Mark recoiled in his chair, his eyes wide, his face white as the blood drained. Mark began to cry. “You can't. I didn't mean to hurt anyone like that. I really didn't.”

 

No. He couldn't do that to Abby. He couldn't saddle her with the knowledge that she'd fallen in love with a cold-blooded murderer, a man willing to gun down another like this.

 

“Bang,” Zed shouted.

 

Mark screamed.

 

“Just kidding, Mark,” Zed said, as he reached forward and yanked the executive to his feet. “Come on. We're walking out.”

 

Zed sniffed the air as he shoved Mark in front of him, toward the office door. He grinned as he held the gun on him. “You piss yourself, Mark?”

 

Together, they headed down in the elevator. Zed kept Mark against the elevator wall, opposite him, and away from the control panel. When they hit the lobby, an uneasy feeling hit the pit of his stomach.

 

“Lotta cops out there,” Zed mused, as they crossed to the front entry way.

 

“Yeah,” Mark agreed. “I'd be worried if I were you.”

 

“Why should I be worried,” the veteran replied, as he shoved Mark forward through the doors. “I'm not the one who was basically poisoning all their buddies with fake medication.” The sounds of the outside, the beating of the police helicopter's rotors, the blaring of bullhorns, and the sound of distant sirens all hit him like a wall as he stepped outside onto the little concrete plaza.

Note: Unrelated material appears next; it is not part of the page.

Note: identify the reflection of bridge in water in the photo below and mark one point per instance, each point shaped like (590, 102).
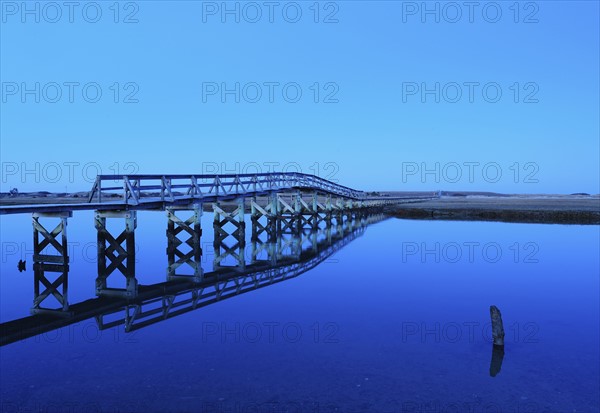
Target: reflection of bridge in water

It was a wall so difficult to penetrate that he actually had to slow a step and take a moment to deal with all the input coming at him.

 

“Zed Hesse!” roared a familiar voice on a bullhorn, from behind the ring of steel surrounding the building. “Put down your weapon and put your hands in the air!”

 

Zed hooked the gun's trigger guard over his finger and raised it in the air as Mark ran for the barricades. He could see the dots of the red lasers doing their twists and turns on the concrete in front of him, speedily making their way to his body, but he didn't think anything of it. If they'd wanted him dead, they could have gotten him in the lobby. He hadn’t used Mark as a human shield on his way out the door.

 

He leaned forward and, with exaggerated motions, so the police would know and understand his intentions, put his gun on the ground of the plaza, then put his hands in the air.

 

Zed glanced to the left suddenly, his arms going wide like he was making a move. “No!” he yelled, his voice booming out over the assembled police and other first responders.

 

He saw a blur coming toward him, slipping out from between the barricades. “Zed!” the blur screamed. “No!”

 

She must have seen the laser sights and thought that meant they were ready to shoot. Now she was rushing out in front of a trigger happy group of cops. “Abby,” Zed yelled back, waving her away. “Get down!”

 

She was nearly to him when they open fired and the bullets began to come down in a hail of lead and powder. Zed swept her into his arms, tackling her to the ground beneath him. His body shook with pain under the countless impacts of bullets, intended for him and his love. Beneath him, Abby cried out in fear as his body jumped and shook with each bullet that hit him.

 

They just seemed to continue to come, and Zed's mind groaned under the strain, sending him to a better, happier place.